Chillies and chocolate are a classic combination. The spicy warmth & smokiness of the chilli combine perfectly with the rich, smooth depth of the chocolate.
I was prompted to develop a recipe by Choclette’s February I Should Cocoa Challenge. The challenge was to use chocolate in a savoury vegetarian recipe. I’d previously done a Challenge in April last year in producing my Hidden Hearts muffins.
I had some wonderfully fragrant chipotle chillies which are mexican smoked jalapenos that I wanted to use.
The resulting chilli is rich, slightly fiery and smooth. The beans & grains provide substance. It’s a pretty frugal meal too that you can make loads of and freeze or can the leftovers for later. I served this with some brilliant yellow corn bread.
If you’d like to know what I did, please read on…
Vegetarian Chilli with Chocolate Recipe
You can use whatever vegetables and pulses you like for this recipe. This quantity makes about 10-12 portions depending on appetites.
Do make sure you use cooked or canned beans to go into the vegetable base. The acid in the tomatoes you use will harden the skin of the beans. This is why I bet you’ve had chillies in the past with kidney beans like bullets.

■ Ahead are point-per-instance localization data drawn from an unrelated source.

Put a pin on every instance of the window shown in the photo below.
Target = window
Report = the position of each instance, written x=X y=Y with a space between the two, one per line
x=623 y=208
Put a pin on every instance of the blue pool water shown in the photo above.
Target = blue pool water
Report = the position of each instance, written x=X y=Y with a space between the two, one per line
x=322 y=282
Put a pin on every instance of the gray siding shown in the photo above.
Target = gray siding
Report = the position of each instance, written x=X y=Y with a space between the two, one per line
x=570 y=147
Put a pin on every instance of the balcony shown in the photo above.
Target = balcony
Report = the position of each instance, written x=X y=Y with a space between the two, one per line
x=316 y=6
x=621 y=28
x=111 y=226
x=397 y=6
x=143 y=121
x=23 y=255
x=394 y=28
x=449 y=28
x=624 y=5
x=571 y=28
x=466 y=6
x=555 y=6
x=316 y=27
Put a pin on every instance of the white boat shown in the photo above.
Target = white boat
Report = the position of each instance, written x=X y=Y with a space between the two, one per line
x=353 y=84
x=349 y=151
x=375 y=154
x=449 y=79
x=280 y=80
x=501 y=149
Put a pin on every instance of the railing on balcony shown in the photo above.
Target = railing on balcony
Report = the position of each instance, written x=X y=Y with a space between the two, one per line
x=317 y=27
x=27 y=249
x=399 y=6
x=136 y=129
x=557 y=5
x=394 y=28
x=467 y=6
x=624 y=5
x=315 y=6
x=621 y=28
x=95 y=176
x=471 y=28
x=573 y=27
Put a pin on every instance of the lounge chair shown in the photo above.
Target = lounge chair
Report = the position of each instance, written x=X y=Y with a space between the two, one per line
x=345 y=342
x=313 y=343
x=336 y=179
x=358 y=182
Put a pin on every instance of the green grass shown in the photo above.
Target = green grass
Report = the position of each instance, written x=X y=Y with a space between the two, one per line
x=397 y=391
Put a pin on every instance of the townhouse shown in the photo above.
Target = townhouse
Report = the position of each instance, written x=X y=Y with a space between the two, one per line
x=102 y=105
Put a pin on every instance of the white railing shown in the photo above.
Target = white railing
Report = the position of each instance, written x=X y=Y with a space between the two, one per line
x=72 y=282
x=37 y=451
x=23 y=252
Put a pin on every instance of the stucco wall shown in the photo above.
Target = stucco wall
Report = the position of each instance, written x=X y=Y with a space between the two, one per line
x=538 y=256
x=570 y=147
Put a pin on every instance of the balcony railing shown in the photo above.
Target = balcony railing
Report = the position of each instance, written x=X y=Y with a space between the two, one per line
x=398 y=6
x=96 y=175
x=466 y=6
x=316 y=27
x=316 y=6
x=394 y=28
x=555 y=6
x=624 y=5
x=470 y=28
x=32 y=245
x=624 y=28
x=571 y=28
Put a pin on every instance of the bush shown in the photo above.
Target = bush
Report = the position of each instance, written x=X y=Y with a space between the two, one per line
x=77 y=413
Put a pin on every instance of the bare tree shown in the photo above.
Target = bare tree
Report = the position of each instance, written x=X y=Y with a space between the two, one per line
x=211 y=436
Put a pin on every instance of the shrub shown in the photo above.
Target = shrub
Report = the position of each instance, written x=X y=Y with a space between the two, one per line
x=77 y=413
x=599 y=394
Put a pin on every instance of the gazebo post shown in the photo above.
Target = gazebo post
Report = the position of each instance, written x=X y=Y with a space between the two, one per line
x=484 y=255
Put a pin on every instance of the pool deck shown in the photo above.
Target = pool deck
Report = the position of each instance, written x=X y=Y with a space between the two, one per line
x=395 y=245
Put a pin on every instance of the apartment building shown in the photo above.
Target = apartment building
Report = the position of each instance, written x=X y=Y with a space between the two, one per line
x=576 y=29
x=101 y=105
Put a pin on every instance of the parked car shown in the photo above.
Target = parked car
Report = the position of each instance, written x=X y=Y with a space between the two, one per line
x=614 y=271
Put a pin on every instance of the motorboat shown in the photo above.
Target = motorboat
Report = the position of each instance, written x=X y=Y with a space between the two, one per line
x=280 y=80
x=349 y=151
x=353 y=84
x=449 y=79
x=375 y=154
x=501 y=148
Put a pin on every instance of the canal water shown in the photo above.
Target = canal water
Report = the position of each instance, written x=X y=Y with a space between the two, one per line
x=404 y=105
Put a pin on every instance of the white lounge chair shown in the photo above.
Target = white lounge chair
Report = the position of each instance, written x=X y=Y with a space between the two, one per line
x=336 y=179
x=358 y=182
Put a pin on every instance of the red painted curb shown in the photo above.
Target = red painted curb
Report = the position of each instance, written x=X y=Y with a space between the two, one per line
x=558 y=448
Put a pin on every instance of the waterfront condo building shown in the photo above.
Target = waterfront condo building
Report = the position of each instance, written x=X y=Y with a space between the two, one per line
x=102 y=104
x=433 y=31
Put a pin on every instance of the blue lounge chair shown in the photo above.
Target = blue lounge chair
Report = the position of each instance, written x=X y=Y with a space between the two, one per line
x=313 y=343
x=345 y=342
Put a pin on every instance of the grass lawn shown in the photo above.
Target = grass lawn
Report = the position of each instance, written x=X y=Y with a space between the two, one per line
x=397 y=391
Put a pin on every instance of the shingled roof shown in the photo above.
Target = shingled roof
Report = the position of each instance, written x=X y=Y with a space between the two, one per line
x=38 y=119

When you prepare the dried beans, you’ll end up with about twice as much cooked weight to dry weight. This may help if you’re scaling the recipe and using canned beans.
The burghul wheat adds a lovely texture to the meal.
The quantities and specific vegetables and beans are a guide only. Feel free to use what you have that is available.
I cooked the main part of the dish in a six litre casserole. A big saucepan would also be good.
200g black turtle beans, well soaked (preferably overnight)
250g adzuki beans, well soaked (preferably overnight)
A stick of celery
Half an onion, peeled and cut in three
2 and the other half an onion, peeled
30g root ginger, peeled
6 cloves garlic, peeled (or quantity to taste)
2 chipotle chillies (or quantity to taste)
2 large carrots, scrubbed or peeled
2 sticks celery, washed
1 red pepper
1 green pepper
1 tsp turmeric
1 tsp ground cardamom
2 tsp ground cumin
2 tbsp ground coriander
2 x 400g tins good quality chopped tomatoes
2 tbsp concentrated tomato puree
100g burghul wheat
Juice of 1-2 limes (to taste)
75g 80% + plain dark chocolate, broken into chunks
Fresh coriander leaves to garnish
Natural yoghurt or crème fraîche to garnish
First cook your beans. I find that most of the guides on the packets are rubbish. In the case of the ones I cooked for this, the black turtle beans took 10 minutes less than the packet instructions and the adzuki 10 minutes more. I cooked them in separate pans for that reason. Add some of the celery stick and half onion to each pan. Don’t add any salt, it will only harden the beans. Just cover with cold water and bring to a simmer and cover. Top up the water if you need to, they cook better if not in loads of water. Check to see when they are cooked. Then drain and refresh them in cold water to stop them cooking.
While you cook the beans, finely chop the onion, garlic, ginger and chillies. I also finely chop the stalks only of the fresh coriander. Heat some oil in the casserole and add these finely chopped vegetables and herbs. Saute these over a medium heat for a minute or so and then cover and turn down the heat to low. Cook until the onion is nice and soft, about 5 minutes.
Chop the carrots, celery and peppers into small dice. Add to the casserole, stir round in the oil and juices. Cover and sauté over a low heat for about 10 minutes.
Add the spices and fry over a medium heat for a couple of minutes. Add the tinned tomatoes and tomato purée and stir well.
Add the cooked beans and burghul wheat. Top up with water so the beans are just covered and stir well. Bring to a boil and then simmer over a low heat.
Cook stirring occasionally for anywhere from 20-40 minutes until the flavours combine nicely and you are happy with the texture of the beans and vegetables.
Season to taste with lime juice and salt.
Sprinkle the chocolate on top of the chilli and stir it until it’s all melted and thoroughly combined.
Serve garnished with chopped coriander leaves and a blob or artistic swirl of yoghurt or crème fraîche.